Mineralization is quite similar in appearance to the Joburke Gold Mine that was discovered in 1946. From 1985 to 1989, GK. Stanford, Gail Resources, Limited., and Marshall Minerals Corporation conducted airborne and ground magnetometer, EM surveys, an IP survey, geological mapping, stripping, trenching, and diamond drilling. A programme of extensive overburden removal and limited surface mining for bulk sampling was undertaken in vicinity of the Hoodoo, and Patricia Showings. The stripping had also uncovered a fairly large area of outcrop around the showing which was mapped in detail by Siragusa.
During 1987, Gail Resources had conducted an airborne Geophysical Survey on the property. The survey area had comprised of a block of ground in the Porcupine Mining Division, and was situated 15 km east of Foleyet. A total of five flights were required to complete the survey with flight lines oriented at azimuths of 000-180 degrees and flown at a nominal spacing of 100 metres. The purpose of completing this survey was to record airborne geophysical data over and around ground that is of interest at the time. This resulted in outline a number of conductive bands that are associated with mafic metavolcanics stratigraphy. Some weak, low conductors were also mapped during this time period within the felsic (i.e. rhyolite, as opposed to dacitic) stratigraphy.

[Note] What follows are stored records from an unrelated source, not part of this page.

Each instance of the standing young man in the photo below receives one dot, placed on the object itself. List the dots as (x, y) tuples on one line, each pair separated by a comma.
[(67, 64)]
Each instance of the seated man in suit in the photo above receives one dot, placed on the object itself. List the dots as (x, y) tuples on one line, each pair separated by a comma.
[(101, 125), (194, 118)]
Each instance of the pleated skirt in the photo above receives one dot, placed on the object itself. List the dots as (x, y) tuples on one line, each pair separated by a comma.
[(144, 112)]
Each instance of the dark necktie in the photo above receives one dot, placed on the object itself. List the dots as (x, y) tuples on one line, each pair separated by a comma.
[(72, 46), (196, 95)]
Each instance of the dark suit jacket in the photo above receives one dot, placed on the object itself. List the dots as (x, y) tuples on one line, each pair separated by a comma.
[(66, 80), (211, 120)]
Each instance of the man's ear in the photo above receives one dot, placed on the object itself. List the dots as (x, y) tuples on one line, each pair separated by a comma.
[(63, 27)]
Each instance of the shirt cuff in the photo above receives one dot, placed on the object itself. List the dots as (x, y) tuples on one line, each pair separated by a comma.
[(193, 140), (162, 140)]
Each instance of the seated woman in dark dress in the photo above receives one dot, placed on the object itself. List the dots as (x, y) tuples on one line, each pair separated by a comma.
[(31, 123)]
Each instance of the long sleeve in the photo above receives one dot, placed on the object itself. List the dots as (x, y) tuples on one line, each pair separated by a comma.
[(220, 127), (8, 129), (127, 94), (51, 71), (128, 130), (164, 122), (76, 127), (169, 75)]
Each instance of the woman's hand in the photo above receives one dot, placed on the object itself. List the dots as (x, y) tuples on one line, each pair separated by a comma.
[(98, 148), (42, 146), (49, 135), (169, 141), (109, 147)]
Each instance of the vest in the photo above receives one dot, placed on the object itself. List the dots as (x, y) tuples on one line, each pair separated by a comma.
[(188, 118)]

Results from this work had indicated that gold mineralization is widely distributed in a south-southeast trending shear zone within carbonatized mafic volcanic rocks cut by abundant intermediate porphyry dikes. The Patricia Zone is known to occur at the northeast end of the outcrop area exposed by the stripping programme undertaken. Significant gold values were also intersected in a mineralized zone which pinches and swells from 3 to 49 m over a strike length of 158 feet m and to a depth of 184 m. The mineralized zone consists of quartz-carbonate veining with disseminated pyrite, and rarely chalcopyrite and galena. Erratic gold values as high as 0.528 oz. Au per ton over 1.2 m occur over narrow lenses of pyritic quartz carbonate vein, separated by non-auriferous, less altered host rock.